Jadi kemarin semua kebaikanmu itu aku ceritakan pada mereka. Terus mereka anggap dan bilang itu cinta. Itu interpretasi mereka, yang kemudian dengan gampangnya aku percaya. Atau memang sejak awal aku percaya karena otakku menginginkannya demikian? Otakku menginginkan cinta maka dianggapnya semua kebaikanmu itu bentuk nyatanya? Hadeh?! Bisa-bisanya aku kepedean dengan menganggap kamu ini benar-benar ada perasaan. Atau memang ada? HAHAHALAH mbuh lah! Yang jelas, sekarang kamu itu dinilai jahat. Iya, jahat karena sudah bersikap nggak tegas. Jahat karena bersikap begitu permisif membiarkan perasaan-perasaan berbungaku ini tumbuh subur kelewat batas akibat overload menerima semua perbuatan baikmu yang juga nggak terbatas. Gila ya, kalau kayak gini aja insting manusia akan secara cepat mencari siapa yang layak disalahkan atas semuanya. Memang begitu toh manusia? Cepat dan ingin sekali mencari siapa yang seharusnya disalahkan ketika ada sebuah kejadian yang nggak mengenakkan. Dikorbankan.

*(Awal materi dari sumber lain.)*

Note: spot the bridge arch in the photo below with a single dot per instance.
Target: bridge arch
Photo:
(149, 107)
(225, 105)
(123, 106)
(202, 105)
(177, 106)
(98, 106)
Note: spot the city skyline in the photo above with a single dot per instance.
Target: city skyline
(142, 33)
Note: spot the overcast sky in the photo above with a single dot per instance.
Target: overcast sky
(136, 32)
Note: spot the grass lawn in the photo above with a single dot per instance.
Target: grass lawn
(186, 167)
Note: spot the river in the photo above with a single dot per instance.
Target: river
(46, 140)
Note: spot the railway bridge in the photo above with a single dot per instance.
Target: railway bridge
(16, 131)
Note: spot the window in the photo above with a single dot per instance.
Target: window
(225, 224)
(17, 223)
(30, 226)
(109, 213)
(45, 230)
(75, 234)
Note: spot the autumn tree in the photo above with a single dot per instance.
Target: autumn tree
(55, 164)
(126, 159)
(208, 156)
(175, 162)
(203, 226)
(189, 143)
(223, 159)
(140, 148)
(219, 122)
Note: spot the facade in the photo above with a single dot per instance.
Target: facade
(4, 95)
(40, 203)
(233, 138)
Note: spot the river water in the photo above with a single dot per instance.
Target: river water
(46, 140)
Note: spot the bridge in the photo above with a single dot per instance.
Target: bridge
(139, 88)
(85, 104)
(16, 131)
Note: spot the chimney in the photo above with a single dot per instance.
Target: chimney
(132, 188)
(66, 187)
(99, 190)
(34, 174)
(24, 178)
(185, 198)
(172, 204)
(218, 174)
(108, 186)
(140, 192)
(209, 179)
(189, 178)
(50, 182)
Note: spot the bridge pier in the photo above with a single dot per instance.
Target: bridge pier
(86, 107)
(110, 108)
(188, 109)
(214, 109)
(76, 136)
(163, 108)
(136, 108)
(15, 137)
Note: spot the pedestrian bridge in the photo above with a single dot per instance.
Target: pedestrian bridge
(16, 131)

Aku juga yakin, pasti di ujung lainnya kamu menyalahkanku. IYA KAN? Pikirmu, salah sendiri jadi manusia mudah sekali terbawa perasaan. Diantar jemput terus tiap mau jalan langsung luluh, diajak nonton-makan berdua saja langsung nggak berdaya, diajak keluar pas malem minggu pun senangnya langsung awet berminggu-minggu. Iya, aku paham. Aku paham kalau dari sisimu selamanya aku juga akan selalu salah.

Ah sudahlah!

Pada akhirnya kalau aku diberi kesempatan kembali ke masa lalu yang sudah di belakang itu, aku NGGAK akan bisa ngapa-ngapain. Percayalah, toh kalau aku berharap waktu SMA kita nggak berada di satu sekolah yang sama, itu nggak akan merubah semuanya. Dan yakinlah, toh ketika aku berharap aku nggak memikirkan tentang kata "kita" di masa itu aku juga nggak akan bisa merubah yang sekarang. Then?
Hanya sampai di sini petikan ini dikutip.